七穂は何か思い出したように手帖を取り出し、
「花京院の薫子様から、夏休みに旅行でもいかがかと、ホテルへの案内が来てます。こちらのホテルなんですけど」
タブレットの画面を見せると、人が集まった。禊は表示されたホームページをスクロールさせ、
「屋内・屋上プール、バイキング――へぇ、なかなか良いじゃん!」
「でも、全員連れて行けるほどのお金は……」
言葉が心配そうに七穂を見ると、
「薫子様直々の御招待になりますので、そちらの方は心配いりませんよ」
すると歓喜の声が上がった。
「私も行っていいの?」
あぐりが不安そうに尋ねると、七穂は笑顔で深く頷いた。
みんなが嬉しそうに旅行の計画について話ていると、七富が禊を離れたところに呼んだ。
「奏さんに確認したのですが」
「どうだった?」
「代わりに身体を差し出せ、と一言言われて切れてしまいまして……」
禊は何のことかすぐに理解し、
「わかった、ありがとう」
あぐりの所に戻り、
「あぐり、上が許可を出してくれたよ」
「本当!?」
「うん。だから、夏休みに入ったら荷物を持っておいで。
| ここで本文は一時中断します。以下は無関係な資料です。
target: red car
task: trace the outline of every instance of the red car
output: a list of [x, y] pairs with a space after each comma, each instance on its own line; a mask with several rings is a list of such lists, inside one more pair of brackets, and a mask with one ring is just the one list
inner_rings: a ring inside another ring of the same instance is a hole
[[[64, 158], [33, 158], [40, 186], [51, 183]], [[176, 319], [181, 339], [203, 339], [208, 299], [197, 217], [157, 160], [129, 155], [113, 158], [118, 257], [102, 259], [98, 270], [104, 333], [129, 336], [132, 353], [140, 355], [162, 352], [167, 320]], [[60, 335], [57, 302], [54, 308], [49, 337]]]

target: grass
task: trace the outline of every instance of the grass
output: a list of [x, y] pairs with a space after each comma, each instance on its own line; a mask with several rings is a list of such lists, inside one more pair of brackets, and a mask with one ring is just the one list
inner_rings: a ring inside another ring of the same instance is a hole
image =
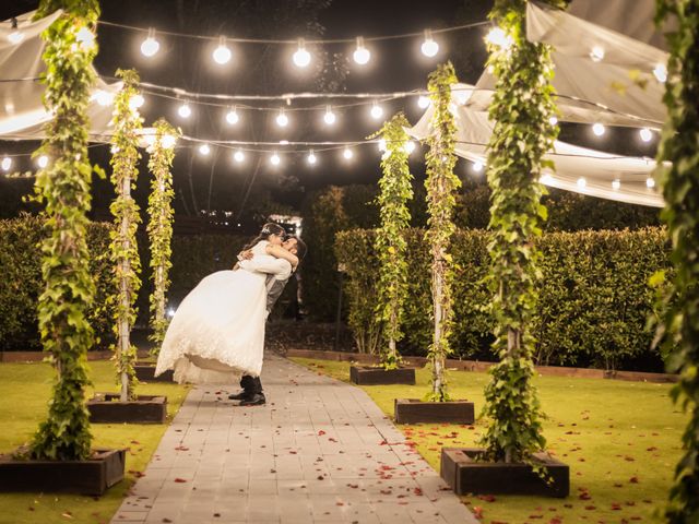
[[[318, 372], [350, 381], [350, 364], [294, 358]], [[394, 398], [422, 398], [429, 372], [417, 370], [417, 384], [363, 389], [389, 416]], [[450, 371], [453, 398], [483, 407], [489, 376]], [[548, 450], [570, 466], [567, 499], [513, 496], [469, 496], [462, 500], [484, 523], [632, 523], [662, 522], [655, 511], [667, 497], [680, 454], [686, 417], [668, 398], [667, 384], [597, 379], [538, 377], [540, 400], [547, 419]], [[415, 449], [437, 471], [441, 446], [470, 446], [484, 430], [473, 426], [398, 425]]]
[[[91, 361], [94, 389], [87, 391], [116, 392], [114, 366], [110, 361]], [[47, 401], [54, 370], [44, 362], [0, 364], [0, 453], [14, 451], [28, 442], [47, 413]], [[173, 383], [154, 382], [139, 385], [138, 394], [167, 396], [168, 421], [181, 405], [188, 389]], [[121, 504], [140, 472], [145, 469], [167, 425], [94, 424], [93, 446], [128, 449], [125, 480], [103, 497], [82, 497], [54, 493], [0, 493], [0, 524], [24, 523], [108, 523]]]

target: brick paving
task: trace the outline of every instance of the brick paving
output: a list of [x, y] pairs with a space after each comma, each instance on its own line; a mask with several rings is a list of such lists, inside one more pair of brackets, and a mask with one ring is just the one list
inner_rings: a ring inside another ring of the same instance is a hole
[[111, 522], [478, 522], [359, 388], [275, 355], [262, 383], [193, 389]]

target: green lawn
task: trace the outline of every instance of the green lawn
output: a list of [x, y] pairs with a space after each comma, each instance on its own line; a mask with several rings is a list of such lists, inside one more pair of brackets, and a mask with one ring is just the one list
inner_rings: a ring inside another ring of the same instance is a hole
[[[294, 358], [318, 372], [348, 381], [350, 364]], [[489, 376], [450, 371], [452, 397], [483, 407]], [[417, 385], [364, 386], [377, 405], [393, 416], [393, 400], [420, 398], [429, 372], [417, 370]], [[540, 398], [548, 450], [570, 466], [567, 499], [536, 497], [463, 497], [485, 523], [632, 523], [662, 522], [664, 504], [680, 453], [685, 416], [674, 408], [668, 385], [596, 379], [540, 377]], [[399, 425], [416, 450], [439, 469], [441, 446], [472, 445], [484, 428], [459, 425]]]
[[[110, 361], [91, 361], [96, 391], [117, 391]], [[47, 364], [0, 364], [0, 453], [12, 452], [28, 442], [47, 412], [54, 371]], [[88, 396], [92, 392], [88, 391]], [[141, 384], [140, 394], [166, 395], [168, 421], [179, 409], [188, 389], [171, 383]], [[52, 493], [0, 493], [0, 523], [108, 523], [121, 499], [145, 469], [166, 425], [92, 426], [93, 445], [128, 449], [126, 479], [102, 498]]]

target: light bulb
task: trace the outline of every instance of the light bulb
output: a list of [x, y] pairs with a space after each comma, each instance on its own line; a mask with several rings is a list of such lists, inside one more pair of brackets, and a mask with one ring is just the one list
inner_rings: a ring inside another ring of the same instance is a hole
[[435, 55], [437, 55], [437, 52], [439, 51], [439, 44], [437, 44], [433, 39], [431, 31], [425, 31], [425, 41], [423, 41], [423, 45], [419, 48], [423, 51], [423, 55], [425, 55], [426, 57], [433, 58]]
[[332, 126], [335, 123], [335, 114], [332, 112], [332, 107], [325, 107], [325, 115], [323, 116], [323, 120], [328, 126]]
[[177, 109], [177, 114], [182, 118], [189, 118], [192, 115], [192, 109], [189, 104], [185, 103]]
[[357, 37], [357, 48], [355, 49], [352, 57], [354, 58], [354, 61], [359, 66], [366, 64], [371, 58], [371, 52], [366, 47], [364, 47], [364, 38], [360, 36]]
[[371, 106], [371, 118], [379, 119], [383, 116], [383, 109], [376, 102]]
[[280, 114], [276, 116], [276, 124], [280, 128], [288, 126], [288, 117], [284, 114], [284, 109], [280, 109]]
[[305, 68], [310, 63], [310, 52], [306, 50], [304, 38], [298, 39], [298, 49], [294, 53], [294, 63], [299, 68]]
[[221, 39], [218, 40], [218, 47], [216, 47], [216, 49], [214, 49], [214, 52], [212, 52], [211, 55], [214, 58], [214, 62], [216, 62], [217, 64], [223, 66], [225, 63], [228, 63], [228, 61], [230, 60], [230, 49], [228, 49], [228, 46], [226, 46], [225, 36], [221, 37]]
[[141, 52], [144, 57], [153, 57], [161, 48], [161, 44], [155, 39], [155, 31], [149, 29], [149, 36], [141, 44]]
[[230, 126], [235, 126], [238, 123], [238, 120], [240, 120], [240, 117], [238, 117], [238, 111], [236, 111], [236, 108], [234, 107], [226, 114], [226, 122]]
[[661, 84], [664, 84], [667, 81], [667, 68], [665, 67], [664, 63], [655, 64], [655, 68], [653, 69], [653, 74], [655, 75], [655, 79], [657, 79], [657, 81]]
[[594, 46], [590, 51], [590, 58], [593, 62], [601, 62], [604, 59], [604, 48]]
真尋と部屋を作って待ってるから」
「ありがとう!」
あぐりは禊の首に抱き着いた。
「あっ泥棒猫!」
嫌好があぐりの腕を引っ張った。
「こら嫌好、子供相手になんて失礼な」
禊はそのままあぐりをお姫様抱っこする。
「ぽっと出の奴に禊を取られてたまるかよ!」
「落ち着けって」
禊は笑って嫌好の頭を撫でた。嫌好は頬を膨らませてあぐりを睨んでいた。